Healthkit is a pain to get going using just Apple’s docs.  Fortunately, there are lots of tutorials out there to help get things going.  I would have liked to have more detailed information so one can track heart rate variability (HRV).  These folks are working on some cool stuff mashing technologies using HRV. It seems we are left with BPM samples at around 5 second intervals. I get why, given that there could be other apps wanting access to this information and sub second resolution in a device that was meant to tell time at first would overwhelm watchOS. I suspect one day this should be available.

Core Motion vs. Myo

I found Myo integration to detect hand signals easier to implement. It was more intuitive. On the Myo, the “home” position would be cached so relative changes in movement could be computed. e.g.  right hand turn gesture using pitch and left hand turns using yaw and roll. It works quite well.

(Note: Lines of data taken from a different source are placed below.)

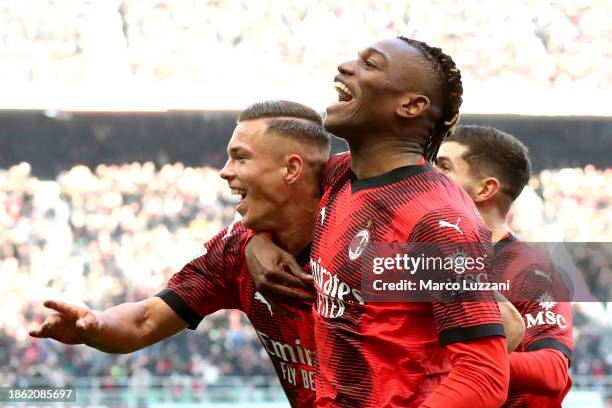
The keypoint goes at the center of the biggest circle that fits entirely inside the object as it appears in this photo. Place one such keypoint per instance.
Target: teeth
(343, 87)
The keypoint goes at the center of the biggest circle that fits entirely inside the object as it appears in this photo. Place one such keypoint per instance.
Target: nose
(347, 67)
(227, 172)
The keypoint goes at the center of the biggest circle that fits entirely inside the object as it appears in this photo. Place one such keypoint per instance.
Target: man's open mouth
(240, 192)
(344, 92)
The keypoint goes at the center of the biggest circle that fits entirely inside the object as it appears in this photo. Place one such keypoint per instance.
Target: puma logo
(449, 225)
(259, 296)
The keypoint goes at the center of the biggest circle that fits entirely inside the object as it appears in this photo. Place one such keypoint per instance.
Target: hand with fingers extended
(278, 277)
(69, 324)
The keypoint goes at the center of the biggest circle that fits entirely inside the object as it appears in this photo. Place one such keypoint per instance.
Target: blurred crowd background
(198, 48)
(110, 233)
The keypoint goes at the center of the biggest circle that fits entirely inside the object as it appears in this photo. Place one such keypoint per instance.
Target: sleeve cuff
(180, 307)
(551, 344)
(461, 334)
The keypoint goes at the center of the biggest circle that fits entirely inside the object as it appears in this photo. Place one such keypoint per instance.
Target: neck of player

func centerPositions(_ yawPosition: Double, pitchPosition: Double, rollPosition: Double) {
    centerYawPos = yawPosition
    centerPitchPos = pitchPosition
    centerRollPos = rollPosition
func isLeftTurn(_ currentRollPosition: Double, currentPitchPosition: Double) -> Bool  {

    guard centerRollPos != 0.0 else {
        log.debug(" Roll not centered. Left turn check ignored")
        return false

    curPitchPos = currentPitchPosition
    curRollPos = currentRollPosition

    deltaRoll = computeDelta(currentRollPosition - centerRollPos)
    deltaPitch = computeDelta(currentPitchPosition - centerPitchPos)
    let retVal = isHandSignal(currentRollPosition, minTolerance: leftTurnAngleMin, 
        maxTolerance: leftTurnAngleMax, centeredPosition: centerRollPos) && 
        isHandSignal(currentPitchPosition, minTolerance: 0.2 * leftTurnAngleMin, maxTolerance: 0.9 * leftTurnAngleMin, centeredPosition: centerPitchPos)

    if (retVal == true) {
        log.debug("Left turn detected")
        // leftTurnState = .Idle
        // isWantingLeftTurn = false

    return retVal


I could not get this to function using that same approach with consistent results on the iWatch.  I ended up working with just gravity component for hand signals position. e.g. right turn detection is using the X component of the accelerometer and the Y component for the left hand turn. Initially, I used CMDeviceMotion‘s CMAttitude  component and used multiply(byInverseOf: x) method of CMAttitude to get relative changes in motion.  It worked for the right hand turn but was inconsistent for the left hand turn.

The gravity only component with a range threshold range works ok for now. I will investigate the CMAttitude further and will look at integrating (summing changes along X,Y, Z over small sample windows to detect hand signals.